TOKYO -- The $20 billion buyout offer for Toshiba by CVC Capital Partners gives the Japanese conglomerate a chance to part ways with activist investors and focus on growth strategy. But the deal faces a number of hurdles involving investors, management and regulators.
Toshiba confirmed Wednesday that it received an "initial" proposal from the global private equity firm. "Discussions have only just begun," a company executive said after a board meeting Wednesday morning.
CVC is aiming for a 30% premium to Toshiba's share price, which would put the value of the deal at nearly 2.3 trillion yen ($20.9 billion) based on Tuesday's close -- a sizable investment that would be risky for CVC on its own. The firm is expected to recruit other investment funds to participate, and names such as KKR have been floated as potential candidates.
In addition to finding investment partners, CVC will need to satisfy existing shareholders. An overseas institutional investor with a stake in Toshiba sees the Japanese industrial group's market capitalization eventually rising to around 3 trillion yen to 4 trillion yen, based on comparisons with rival companies such as Siemens.
If CVC is seen as making a lowball bid, "another fund will make a competing proposal, and it'll turn into a bidding war for Toshiba," a securities analyst said.
Trust in Toshiba, one of corporate Japan's biggest names, had been eroded by an accounting fraud uncovered in 2015 and a later financial crisis sparked by massive losses tied to a U.S. nuclear subsidiary. To climb out of a financial hole, Toshiba raised its capital by 600 billion yen in 2017, inviting many overseas investors, setting the stage for disputes with activist investors.
Further governance problems came to light last year, including fake transactions that inflated sales at a subsidiary and votes for a shareholder proposal that improperly went uncounted. These incidents have intensified Toshiba's clashes with activist investors.
The company just made a long-awaited return to the Tokyo Stock Exchange's first section in January. Accepting CVC's proposal and exiting public markets entirely would represent a major shift in its strategy. The company will have to persuade investors who have bet on Toshiba's future growth as a public company to give up their holdings.
"We'll need to give a careful explanation to investors, suppliers and other stakeholders," a Toshiba executive said.
Ties within Toshiba's leadership to CVC may arouse suspicion. Toshiba President and CEO Nobuaki Kurumatani previously chaired CVC's Japanese operations, and outside director Yoshiaki Fujimori currently serves as a senior executive adviser to the Japanese unit.
While Kurumatani is no longer with CVC, some experts still note potential legal risks.
"There's a conflict of interest, broadly speaking," said an attorney involved in mergers and acquisitions within and outside Japan. "Problems could arise concerning stock options or executive liability if they don't handle it carefully."
Regardless of Toshiba's decision on the proposal, transparency will be critical to gaining acceptance from shareholders. "A special independent committee will be needed to avoid a conflict of interest," said Wataru Tanaka, a professor of corporate law at the University of Tokyo.

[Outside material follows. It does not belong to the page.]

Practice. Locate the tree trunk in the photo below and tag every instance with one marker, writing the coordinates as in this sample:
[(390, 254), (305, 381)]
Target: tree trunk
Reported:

Regulators pose a potential roadblock as well. Revisions to Japan's Foreign Exchange and Foreign Trade Act require advance notification and screening of any move by a foreign investor to buy 1% or more of a company involved in fields related to national security. This applies to Toshiba due to its involvement in the nuclear industry.
The company's 40% stake in chipmaker Kioxia Holdings -- formerly known as Toshiba Memory before its spinoff and and sale -- may present another issue. Semiconductors have come to be seen as increasingly important to economic security amid the ongoing trade tensions between the U.S. and China.
About half of Kioxia is owned by a special-purpose company formed by a consortium led by Bain Capital. If Toshiba is acquired by CVC, about 90% of the chipmaker will be in non-Japanese hands.
If CVC "will go so far as to interfere in Toshiba's management, the Japanese government cannot overlook that" given the company's involvement in defense-related sectors, Hakubun Shimomura, policy research chief of the ruling Liberal Democratic Party, told reporters Wednesday.
"The government's response will be determined by what Toshiba does going forward," he said.
The signs are not all negative on this front. "We can't say it's good or bad just because it's a foreign company," a senior industry ministry official said.
Some in the ministry argue that the deal may not necessarily be a bad thing if it's a management buyout that enables the company to be run on a more even keel.